When we moved into our new warehouse, we had a lot of cleared land that was previously weeds and blackberries.  In February, 2003, we planted hundreds of packets of wildflower seeds that we had left over from the previous year.  We simply scattered the seed over a strip of land approximately 30 feet by 200 feet.  Since we were not planning on covering or in any way protecting the seed, we put it on very thick, hoping the birds wouldn't get it all.  In another area, we spread a few packets of seed at the rate we recommend on the packet.  Turns out the birds did not feast on our seeds and the area that we planted thickly was a little crowded, resulting in wildflowers that were a little stunted and spindly, but still beautiful.  The other area and the borders of the main area were spectacular and everchanging. Below is a pictorial chronology of the wildflower field from May through July (and May of the following year).  Most of the pictures were taken on the N edge of the main planted area.  

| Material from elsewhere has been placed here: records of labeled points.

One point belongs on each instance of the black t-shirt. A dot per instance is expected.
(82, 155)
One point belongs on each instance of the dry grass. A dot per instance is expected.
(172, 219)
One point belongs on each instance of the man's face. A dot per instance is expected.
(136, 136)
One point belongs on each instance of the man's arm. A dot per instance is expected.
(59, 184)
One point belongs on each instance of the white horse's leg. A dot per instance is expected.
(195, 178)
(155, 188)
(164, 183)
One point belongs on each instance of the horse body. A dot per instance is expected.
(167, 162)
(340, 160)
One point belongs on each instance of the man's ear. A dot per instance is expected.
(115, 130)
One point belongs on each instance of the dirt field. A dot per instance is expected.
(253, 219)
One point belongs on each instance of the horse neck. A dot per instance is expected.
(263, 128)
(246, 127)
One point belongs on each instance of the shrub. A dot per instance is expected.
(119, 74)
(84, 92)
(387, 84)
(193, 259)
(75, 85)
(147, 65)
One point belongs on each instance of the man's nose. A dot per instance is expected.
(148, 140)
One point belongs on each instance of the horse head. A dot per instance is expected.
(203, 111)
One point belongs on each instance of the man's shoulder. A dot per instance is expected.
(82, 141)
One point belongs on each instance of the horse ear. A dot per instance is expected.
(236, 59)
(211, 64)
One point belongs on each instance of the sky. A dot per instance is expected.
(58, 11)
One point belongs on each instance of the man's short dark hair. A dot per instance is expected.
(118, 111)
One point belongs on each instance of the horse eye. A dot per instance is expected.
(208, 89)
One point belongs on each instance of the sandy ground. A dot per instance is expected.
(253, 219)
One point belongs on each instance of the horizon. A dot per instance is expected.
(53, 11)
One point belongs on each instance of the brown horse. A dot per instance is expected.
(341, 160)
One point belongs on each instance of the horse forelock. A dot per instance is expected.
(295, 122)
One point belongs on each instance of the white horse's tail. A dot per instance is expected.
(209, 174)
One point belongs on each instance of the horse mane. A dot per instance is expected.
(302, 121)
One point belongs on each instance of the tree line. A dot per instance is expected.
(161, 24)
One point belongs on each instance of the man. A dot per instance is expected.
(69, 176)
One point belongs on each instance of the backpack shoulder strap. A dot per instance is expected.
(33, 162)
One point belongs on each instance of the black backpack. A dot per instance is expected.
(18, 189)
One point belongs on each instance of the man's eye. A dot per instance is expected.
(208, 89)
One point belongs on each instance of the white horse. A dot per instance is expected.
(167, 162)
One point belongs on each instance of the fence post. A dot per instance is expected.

Yes, there are some common weeds in the field (you'll probably notice buttercup, clover, thistle, weed grasses and blackberries among others) because our mix was simply scattered over an untreated formerly weed-choked field.  You'll also notice that the wildflowers competed quite successfully with the weeds.

May 19th Wildflowers

Wildflowers - June 9th

Wildflowers - June 11th

The first of the wildflowers to bloom were the low-growing Nemophila (Baby-Blue-Eyes).  For a couple of weeks in May we had a field entirely in light-blue. Next, we had a multi-colored landscape with various poppies in shades of red and pink, the white of Babysbreath and the blues and purple of miscellaneous wildflowers and some remaining nemophila.

Here is a closeup from the same general time period as the previous picture, taken in the SE corner of the main strip.

Wildflowers - June 20th

Wildflowers - June 23rd

Wildflowers - July 1st

A couple of weeks later, we still have a mix of colors and varieties. Different areas of the field flower at different times (depending upon shade, moisture, proximity of plants and richness of soil) making for some interesting variations. California poppies liked this area early. Suddenly, we have a mono-colored field again as the Bachelor Buttons come into bloom.

Wildflowers - July 7th

Wildflowers - July 7th

Wildflowers - July 24th

Another example of variations in different parts of the field.  This picture and the next one were taken on the same day.  This area got more morning shade on the E side of the field. When the Godetias came into bloom (early July), the field looked primarily pink.  Note the presence of a few Bachelor Buttons, still. In late July, the Coreopsis took over, giving the field a distinctly yellow cast.  Still a few Bachelor Buttons around.

Wildflowers in May 1 year after planting

Lupines closeup

Wildflowers another view of perennials.

The next 3 photos are of the field in May, 1 year after the initial planting.  Notice that some of the perennials in our mix that didn't flower last year are finally flowering. Closeup of the perennial lupines in full flower.  Note that you can see a few shasta daisies in the background. View of the field facing North.  Even though there are lots of shasta daisies, the field looks primarily purple.